Kiedy powstanie przychód u pracownika będącego w podróży służbowej? Joanna Aleksiejczuk odpowiada, że o przychodzie można mówić, gdy po stronie podatnika powstaje wymierna korzyść.
– Poniesienie kosztów noclegu przez pracodawcę we wspomnianej sytuacji nie tworzy po stronie pracownika korzyści, a tym samym przychód po jego stronie nie powinien powstać – argumentuje ekspert z MDDP.

Rozliczenie szefa

Skoro tyle problemów powstaje przy rozliczeniu podatkowym pracowników mobilnych, pozostaje wyjaśnić, co z rozliczeniami pracodawcy. Łukasz Kosonowski, doradca podatkowy, konsultant w MDDP, stwierdza, że zaliczenie wydatków podróży służbowych pracowników mobilnych do kosztów uzyskania przychodu ich pracodawców nie powinno rodzić wątpliwości.
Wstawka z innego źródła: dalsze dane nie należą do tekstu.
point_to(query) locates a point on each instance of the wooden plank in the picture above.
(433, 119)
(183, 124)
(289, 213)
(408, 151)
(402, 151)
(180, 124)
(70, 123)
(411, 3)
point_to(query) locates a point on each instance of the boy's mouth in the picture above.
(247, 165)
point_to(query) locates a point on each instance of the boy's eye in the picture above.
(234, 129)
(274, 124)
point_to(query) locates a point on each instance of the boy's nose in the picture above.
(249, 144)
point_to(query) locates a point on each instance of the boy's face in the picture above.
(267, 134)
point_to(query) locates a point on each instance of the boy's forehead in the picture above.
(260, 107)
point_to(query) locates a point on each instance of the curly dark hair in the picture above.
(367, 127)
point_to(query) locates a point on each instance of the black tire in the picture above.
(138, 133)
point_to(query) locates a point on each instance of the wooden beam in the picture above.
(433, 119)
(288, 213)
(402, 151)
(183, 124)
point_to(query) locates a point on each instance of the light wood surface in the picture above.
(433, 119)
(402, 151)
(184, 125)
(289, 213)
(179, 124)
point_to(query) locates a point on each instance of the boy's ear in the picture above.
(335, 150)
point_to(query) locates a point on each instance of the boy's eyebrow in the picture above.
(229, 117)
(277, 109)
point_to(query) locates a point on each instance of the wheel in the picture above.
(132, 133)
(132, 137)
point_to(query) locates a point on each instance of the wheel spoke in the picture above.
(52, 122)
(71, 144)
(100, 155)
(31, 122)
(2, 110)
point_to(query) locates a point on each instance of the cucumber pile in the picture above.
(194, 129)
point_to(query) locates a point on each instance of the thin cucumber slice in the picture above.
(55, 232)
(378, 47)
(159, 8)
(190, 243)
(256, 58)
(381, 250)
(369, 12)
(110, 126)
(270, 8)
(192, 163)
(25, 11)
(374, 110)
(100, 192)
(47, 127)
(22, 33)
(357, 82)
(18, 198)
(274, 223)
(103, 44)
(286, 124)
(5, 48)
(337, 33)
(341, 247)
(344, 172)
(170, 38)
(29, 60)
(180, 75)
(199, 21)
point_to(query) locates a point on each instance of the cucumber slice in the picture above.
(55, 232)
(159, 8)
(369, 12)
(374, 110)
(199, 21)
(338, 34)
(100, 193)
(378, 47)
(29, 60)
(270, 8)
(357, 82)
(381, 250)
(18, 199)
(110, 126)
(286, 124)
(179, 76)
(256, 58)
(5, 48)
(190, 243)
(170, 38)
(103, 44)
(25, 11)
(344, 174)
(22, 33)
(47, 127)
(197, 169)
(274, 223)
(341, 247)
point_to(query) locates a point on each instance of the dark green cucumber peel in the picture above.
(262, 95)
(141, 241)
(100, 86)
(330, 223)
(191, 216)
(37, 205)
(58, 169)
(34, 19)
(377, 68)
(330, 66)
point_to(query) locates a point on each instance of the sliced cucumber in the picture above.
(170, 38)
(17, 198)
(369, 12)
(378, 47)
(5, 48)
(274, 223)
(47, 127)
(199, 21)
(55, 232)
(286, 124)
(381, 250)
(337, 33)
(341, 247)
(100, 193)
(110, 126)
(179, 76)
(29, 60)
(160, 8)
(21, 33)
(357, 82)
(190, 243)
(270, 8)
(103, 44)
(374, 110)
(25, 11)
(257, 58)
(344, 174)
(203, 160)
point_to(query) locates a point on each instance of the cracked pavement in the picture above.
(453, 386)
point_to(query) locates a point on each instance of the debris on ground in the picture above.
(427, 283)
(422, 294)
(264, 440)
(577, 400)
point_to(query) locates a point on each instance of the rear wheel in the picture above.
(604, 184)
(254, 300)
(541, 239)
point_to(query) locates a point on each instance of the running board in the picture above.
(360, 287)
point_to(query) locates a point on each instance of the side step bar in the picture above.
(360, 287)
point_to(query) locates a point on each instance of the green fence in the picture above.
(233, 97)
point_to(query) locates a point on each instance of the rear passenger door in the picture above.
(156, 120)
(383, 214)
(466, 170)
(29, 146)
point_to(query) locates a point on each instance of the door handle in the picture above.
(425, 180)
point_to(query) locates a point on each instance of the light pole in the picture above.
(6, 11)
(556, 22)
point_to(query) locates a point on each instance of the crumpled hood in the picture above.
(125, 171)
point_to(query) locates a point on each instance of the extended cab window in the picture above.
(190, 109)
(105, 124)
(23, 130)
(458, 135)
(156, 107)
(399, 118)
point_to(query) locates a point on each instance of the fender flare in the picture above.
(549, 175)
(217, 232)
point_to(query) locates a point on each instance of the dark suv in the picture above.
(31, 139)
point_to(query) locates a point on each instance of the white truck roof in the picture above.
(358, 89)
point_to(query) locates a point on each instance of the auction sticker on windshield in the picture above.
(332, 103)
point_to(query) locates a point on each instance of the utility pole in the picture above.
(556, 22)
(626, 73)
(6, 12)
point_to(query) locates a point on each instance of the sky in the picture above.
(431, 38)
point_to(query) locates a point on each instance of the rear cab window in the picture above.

Organy podatkowe potwierdzają, że w ustawach podatkowych nie zawarto ani zakazu, ani ograniczenia co do możliwości zaliczenia do kosztów wydatków poniesionych przez pracodawcę na diety bądź inne należności wypłacane w związku z odbywaniem podróży służbowych pracowników, nawet jeśli nie spełniają one warunków diety z rozporządzenia.
– Niezależnie od tego, czy środki pieniężne będą elementem wynagrodzenia czy też dietą lub inną należnością, wypłacaną w związku z podróżami służbowymi pracowników, czy też będą zwrotem wydatków w innym zakresie niż w rozporządzeniu mogą stanowić u pracodawcy koszt, jeśli zostały poniesione w celu osiągnięcia przychodów bądź zachowania albo zabezpieczenia źródła przychodów – tłumaczy Łukasz Kosonowski.
Wyjaśnia też, że gdy przedstawiciel handlowy, do którego zadań należy zdobywanie klienta na danym obszarze, będzie musiał przenocować w hotelu, za który płaci pracodawca, pracodawca może zaliczyć w koszty wydatki zwrotu kosztów noclegów, ponieważ pozostają w związku z prowadzoną działalnością gospodarczą podatnika.